2012-10-11 00:01:53 | 日本

 日銀に対する金融緩和圧力は強まる一方です。

 先日発足した民主党・野田改造内閣の前原経済財政担当相は日銀に関し、今年2月の金融緩和策で示されたインフレ率1%の目標を日銀が本気で実行する気構えがあるのか注視するとの立場を強調しました。さらに現行の円高水準は行き過ぎている、とし、日銀による外債(米国債?)購入はそれを是正する有力な手段との考えを示しました。そして今月5日の日銀の金融政策決定会合に自ら出席してプレッシャーをかけています。

 近いうちに行われそうな(?)衆議院議員選挙を経てどうやら政権を奪還しそうな自民党も似たような感じです。

 先月下旬、同党総裁に選出された安倍元首相は、これまた日銀に対して一層の金融緩和を要求し、年率3%(も!)のインフレ達成を求めています(いったいどうやって?)。

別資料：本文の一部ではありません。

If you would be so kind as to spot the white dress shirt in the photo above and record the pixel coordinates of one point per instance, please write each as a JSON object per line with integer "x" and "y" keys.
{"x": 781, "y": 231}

 こうした動きを見てみると、どうやら民主党も自民党も、わが国経済の現時点の最大の課題を「円高」と「デフレ」ととらえているようです。これらへの対策として金融政策、つまりさらなる量的緩和を推進して外貨に対する円のベースマネーを増やすことで、円安誘導およびインフレを起こして外需の獲得とデフレ脱却を図ろうというのでしょう。

 以前から書いているように、個人的にはこのような課題の認識や対策の方向性については疑問を感じています。為替については現状程度であれば実質的に円高とはいえないし、デフレについても緩やかなもので、「デフレスパイラル」というほどの経済活動を著しく縮小させるほどの事態に日本経済は陥ってはいないと考えているからです。

 まず現在の為替レートが本当に「円高」といえるほどのレベルなのかを確認してみます。

 以前も紹介した最近の「ビッグマック指数」(7月時点)によれば、アメリカのビッグマックの価格は4.33ドル、ユーロ圏は同3.58ユーロ、そして日本は320円となっています。これを直近(10/10)の為替レート1ドル78.3円、1ユーロ101.0円で換算すると、アメリカおよびユーロ圏のビッグマックの円建て価格はそれぞれ339円、362円となり、いずれも日本の価格320円よりも高くなっています。つまり「ビッグマック指数」からみた現在の為替は円高どころかむしろ「やや円安(ドル高・ユーロ高)」といったところになります。

 もちろんさまざまな財やサービスがあるなかで、ビッグマックの価格比較だけで通貨高なのかどうかを判断するのは大ざっぱ過ぎる面はありますが、同指数や、前にも取り上げた日銀がHPで公表している「実質実効為替レート」(現在は「やや円高」といったところ)などで比較しながら見る限り、現在のレートが多くの政治家やマスコミがしばしば言うような「歴史的な」とか「超」がつくほどの円高といえる水準にはないことは明らかだと思います。

 現に最近、欧米諸国に旅行に行かれた方は、彼の地では思ったほど円高メリットを感じなかったのではないでしょうか。ビッグマックはむしろ高いくらいだし・・・。